The Bill would enable us to make counterterrorism sanctions regulations and designations such that the powers in TAFA would no longer be required. All the current TAFA designations would then be reassessed under the criteria set by the Bill. If the criteria were met, we would revoke the TAFA designations and create new designations under the Bill. If we are unable to repeal TAFA through the Bill, we will not only be maintaining redundant legislation but risking creating legal confusion by having two very similar pieces of legislation on the statute books.
Furthermore, maintaining TAFA could expose the Government to legal challenge, as designated persons would have grounds to question why they were not instead listed under the Bill, and vice versa.
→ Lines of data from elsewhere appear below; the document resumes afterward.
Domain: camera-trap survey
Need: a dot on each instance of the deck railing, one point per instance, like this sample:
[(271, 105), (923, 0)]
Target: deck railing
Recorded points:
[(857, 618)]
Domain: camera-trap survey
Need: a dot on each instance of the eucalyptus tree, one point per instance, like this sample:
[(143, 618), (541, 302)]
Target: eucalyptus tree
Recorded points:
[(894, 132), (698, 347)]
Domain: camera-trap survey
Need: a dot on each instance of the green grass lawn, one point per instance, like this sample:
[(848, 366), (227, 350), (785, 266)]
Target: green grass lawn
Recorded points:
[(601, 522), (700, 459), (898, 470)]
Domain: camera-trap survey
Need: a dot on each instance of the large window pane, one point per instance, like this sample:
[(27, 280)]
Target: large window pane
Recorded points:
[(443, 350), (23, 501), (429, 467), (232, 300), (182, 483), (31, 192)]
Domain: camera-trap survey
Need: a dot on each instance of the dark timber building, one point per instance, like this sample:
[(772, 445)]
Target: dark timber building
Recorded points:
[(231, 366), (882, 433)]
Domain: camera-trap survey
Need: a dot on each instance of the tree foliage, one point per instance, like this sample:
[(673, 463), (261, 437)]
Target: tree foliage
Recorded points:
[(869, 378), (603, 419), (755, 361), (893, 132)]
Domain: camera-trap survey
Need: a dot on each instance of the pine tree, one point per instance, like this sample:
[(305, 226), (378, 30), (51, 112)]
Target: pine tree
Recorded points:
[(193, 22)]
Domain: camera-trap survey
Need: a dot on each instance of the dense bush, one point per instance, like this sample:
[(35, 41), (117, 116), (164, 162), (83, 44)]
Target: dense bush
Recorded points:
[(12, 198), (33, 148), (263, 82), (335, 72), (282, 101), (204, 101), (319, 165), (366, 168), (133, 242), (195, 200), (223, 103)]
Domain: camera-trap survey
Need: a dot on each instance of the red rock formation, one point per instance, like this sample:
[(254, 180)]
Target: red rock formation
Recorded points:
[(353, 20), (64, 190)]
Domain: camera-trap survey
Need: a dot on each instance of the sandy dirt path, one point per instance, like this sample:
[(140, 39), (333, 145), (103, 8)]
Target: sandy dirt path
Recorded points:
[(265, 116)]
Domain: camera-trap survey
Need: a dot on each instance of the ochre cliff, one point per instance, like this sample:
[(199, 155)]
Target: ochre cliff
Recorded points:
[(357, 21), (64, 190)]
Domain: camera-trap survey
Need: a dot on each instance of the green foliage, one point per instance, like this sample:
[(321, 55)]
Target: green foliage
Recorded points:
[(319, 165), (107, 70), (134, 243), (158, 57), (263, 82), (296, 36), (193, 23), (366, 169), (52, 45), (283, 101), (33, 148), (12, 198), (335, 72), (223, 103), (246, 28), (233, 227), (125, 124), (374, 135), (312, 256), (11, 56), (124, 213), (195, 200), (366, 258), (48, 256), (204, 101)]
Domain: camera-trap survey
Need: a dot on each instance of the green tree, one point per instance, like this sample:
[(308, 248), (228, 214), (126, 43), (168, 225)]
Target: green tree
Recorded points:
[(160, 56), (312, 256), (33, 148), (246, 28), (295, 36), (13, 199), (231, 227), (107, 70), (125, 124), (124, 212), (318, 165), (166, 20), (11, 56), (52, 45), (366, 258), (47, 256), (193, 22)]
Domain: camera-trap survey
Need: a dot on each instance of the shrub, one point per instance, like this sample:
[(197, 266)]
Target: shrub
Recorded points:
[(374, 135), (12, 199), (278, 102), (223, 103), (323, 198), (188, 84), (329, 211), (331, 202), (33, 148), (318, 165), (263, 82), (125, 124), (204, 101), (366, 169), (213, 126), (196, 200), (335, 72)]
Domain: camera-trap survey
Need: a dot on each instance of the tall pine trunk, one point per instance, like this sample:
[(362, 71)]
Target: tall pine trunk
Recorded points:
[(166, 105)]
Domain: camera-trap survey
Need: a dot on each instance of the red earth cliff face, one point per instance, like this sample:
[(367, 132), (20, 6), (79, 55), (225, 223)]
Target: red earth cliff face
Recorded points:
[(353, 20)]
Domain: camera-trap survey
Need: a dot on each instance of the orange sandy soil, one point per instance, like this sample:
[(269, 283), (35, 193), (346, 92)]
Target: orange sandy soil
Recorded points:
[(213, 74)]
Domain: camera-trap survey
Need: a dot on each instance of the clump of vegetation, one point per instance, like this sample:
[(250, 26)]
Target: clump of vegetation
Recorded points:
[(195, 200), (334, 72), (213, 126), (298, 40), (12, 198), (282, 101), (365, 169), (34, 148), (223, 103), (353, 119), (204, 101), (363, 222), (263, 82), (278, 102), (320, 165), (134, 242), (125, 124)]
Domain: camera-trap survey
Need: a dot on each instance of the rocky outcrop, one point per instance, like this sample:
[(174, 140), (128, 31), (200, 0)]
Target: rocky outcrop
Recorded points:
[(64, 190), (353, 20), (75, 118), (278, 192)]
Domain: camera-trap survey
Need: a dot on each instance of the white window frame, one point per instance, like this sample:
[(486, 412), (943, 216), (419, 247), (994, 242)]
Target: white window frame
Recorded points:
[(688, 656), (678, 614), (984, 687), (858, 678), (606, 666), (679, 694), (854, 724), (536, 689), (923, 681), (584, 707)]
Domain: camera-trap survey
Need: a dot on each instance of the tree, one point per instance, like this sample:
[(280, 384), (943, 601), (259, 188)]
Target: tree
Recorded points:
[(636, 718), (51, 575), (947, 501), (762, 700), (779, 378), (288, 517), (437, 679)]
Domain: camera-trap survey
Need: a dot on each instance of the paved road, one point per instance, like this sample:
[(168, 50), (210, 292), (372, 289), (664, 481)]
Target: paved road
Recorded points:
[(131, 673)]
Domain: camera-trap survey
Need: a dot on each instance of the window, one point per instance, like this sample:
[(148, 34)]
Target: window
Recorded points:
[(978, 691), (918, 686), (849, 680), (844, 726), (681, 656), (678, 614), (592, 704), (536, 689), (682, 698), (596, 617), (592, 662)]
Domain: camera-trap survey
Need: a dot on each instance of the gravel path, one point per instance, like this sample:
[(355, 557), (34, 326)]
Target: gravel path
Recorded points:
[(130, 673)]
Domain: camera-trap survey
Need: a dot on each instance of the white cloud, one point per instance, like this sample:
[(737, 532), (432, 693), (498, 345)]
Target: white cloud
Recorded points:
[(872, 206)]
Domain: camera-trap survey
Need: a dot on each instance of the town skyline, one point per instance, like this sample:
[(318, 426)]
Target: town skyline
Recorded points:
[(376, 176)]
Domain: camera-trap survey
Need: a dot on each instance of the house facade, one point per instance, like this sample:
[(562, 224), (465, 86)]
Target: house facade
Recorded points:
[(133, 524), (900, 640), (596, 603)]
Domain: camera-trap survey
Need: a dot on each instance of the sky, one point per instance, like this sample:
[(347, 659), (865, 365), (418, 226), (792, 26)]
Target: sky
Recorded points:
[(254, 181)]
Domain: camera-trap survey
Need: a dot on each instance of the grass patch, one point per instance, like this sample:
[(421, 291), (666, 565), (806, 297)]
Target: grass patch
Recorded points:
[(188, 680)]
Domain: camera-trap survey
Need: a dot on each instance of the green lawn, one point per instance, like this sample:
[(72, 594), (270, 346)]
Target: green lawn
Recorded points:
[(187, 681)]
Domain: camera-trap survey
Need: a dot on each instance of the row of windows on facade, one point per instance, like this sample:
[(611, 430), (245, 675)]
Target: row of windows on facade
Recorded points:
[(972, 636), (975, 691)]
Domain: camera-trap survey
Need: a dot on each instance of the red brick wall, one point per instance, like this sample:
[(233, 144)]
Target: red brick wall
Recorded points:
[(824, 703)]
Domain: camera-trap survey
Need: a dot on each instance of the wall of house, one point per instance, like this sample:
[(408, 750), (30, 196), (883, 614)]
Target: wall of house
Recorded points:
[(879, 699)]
That could mean using taxpayers’ money to deal with legal challenges against the Government that were a result of our failure to repeal redundant legislation.
I draw noble Lords’ attention to paragraph 1.8 of David Anderson’s recent report on the Manchester and London attacks, which noted that,
“the modus operandi (MO) of terrorist attacks has diversified and simplified over the years, as Daesh has”,
inspired rather than directed,
“acts of terrorism in the west. The attacks under review were typical in style for their time and place … Unlike the large, directed Islamist plots characteristic of the last decade, all four attacks were committed”,
as noble Lords will recall,
“by lone actors or small groups, with little evidence of detailed planning or precise targeting”.
In summary, we believe this clause is necessary for the effective operation of the Bill. I therefore ask the noble Baroness to withdraw her amendment.